This is a simple polynomial gradient descent. It is a naive implmentation that is not optimized or vectorized. It is meant to be a simple demo on how gradient descent can be accomplished. To keep it simple, it uses base Python. I don’t intend for it to be used for anything important!

## Some Equations

The “target” polynomial that will be fitted is defined as Eqn. 1:

\[ y_i = \sum_{i=0}^{n} a_i x^i \]

The “estimate” polynomial that will be fitted is defined the same way but with a hat of the y Eqn. 2:

\[ \hat y_i = \sum_{i=0}^{n} a_i x^i \]

To fit the polynomial the code will minimize the residual sum of squares (RSS) function Eqn. 3:

\[ RSS = \sum_{i=0}^{n} (y_i - \hat y_i)^2 \]

Gradient desscent needs the partial derivative of the RSS with respect to each ceofficient, which is Eqn. 4:

\[ {\partial \over \partial a_k} = -2 \sum_{i=1}^n \left(y_i-\hat y_i\right) x_i^{k} \]

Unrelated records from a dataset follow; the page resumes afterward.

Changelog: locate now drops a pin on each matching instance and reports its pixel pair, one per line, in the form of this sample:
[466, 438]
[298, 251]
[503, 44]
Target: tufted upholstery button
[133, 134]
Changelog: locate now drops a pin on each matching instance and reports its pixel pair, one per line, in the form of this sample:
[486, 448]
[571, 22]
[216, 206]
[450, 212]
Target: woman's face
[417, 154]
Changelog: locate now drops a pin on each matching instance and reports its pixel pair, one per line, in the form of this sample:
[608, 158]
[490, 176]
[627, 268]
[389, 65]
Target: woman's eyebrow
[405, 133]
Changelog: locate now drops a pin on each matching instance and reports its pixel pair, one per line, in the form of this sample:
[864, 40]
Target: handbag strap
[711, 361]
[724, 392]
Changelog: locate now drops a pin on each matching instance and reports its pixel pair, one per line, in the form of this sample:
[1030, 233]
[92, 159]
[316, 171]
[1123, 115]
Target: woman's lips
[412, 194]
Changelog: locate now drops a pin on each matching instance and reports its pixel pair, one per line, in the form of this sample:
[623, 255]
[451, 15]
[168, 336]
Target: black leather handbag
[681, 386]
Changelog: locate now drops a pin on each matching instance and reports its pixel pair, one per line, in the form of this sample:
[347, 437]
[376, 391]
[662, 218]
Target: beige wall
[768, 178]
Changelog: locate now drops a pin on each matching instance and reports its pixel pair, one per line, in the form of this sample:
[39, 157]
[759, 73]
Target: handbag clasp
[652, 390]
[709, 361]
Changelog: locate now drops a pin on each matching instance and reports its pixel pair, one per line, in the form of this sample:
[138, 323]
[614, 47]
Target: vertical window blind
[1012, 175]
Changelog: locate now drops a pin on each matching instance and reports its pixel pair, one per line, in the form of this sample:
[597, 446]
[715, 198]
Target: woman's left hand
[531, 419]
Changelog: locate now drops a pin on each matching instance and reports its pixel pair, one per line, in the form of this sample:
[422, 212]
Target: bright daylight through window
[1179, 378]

To define each polynomial, I will gather the coefficients into a vector Eqn. 5:

\[ \mathbf a = [a_1, a_2, ..., a_i] \]

## Custom Functions

The code in this example is built around functions, so I will define these functions in the first part of the notebook and use these functions in the second part of the notebook.

### Linspace Function

Since I am not using numpy, I am making my own linspace function. Later, this function will make the x-axis to evaluate the polynomials with.

### Polynomial Function

This will evaluate a list of y values from a polynomial according to Eqns 1 and 2 with an x-axis and vector of coefficients.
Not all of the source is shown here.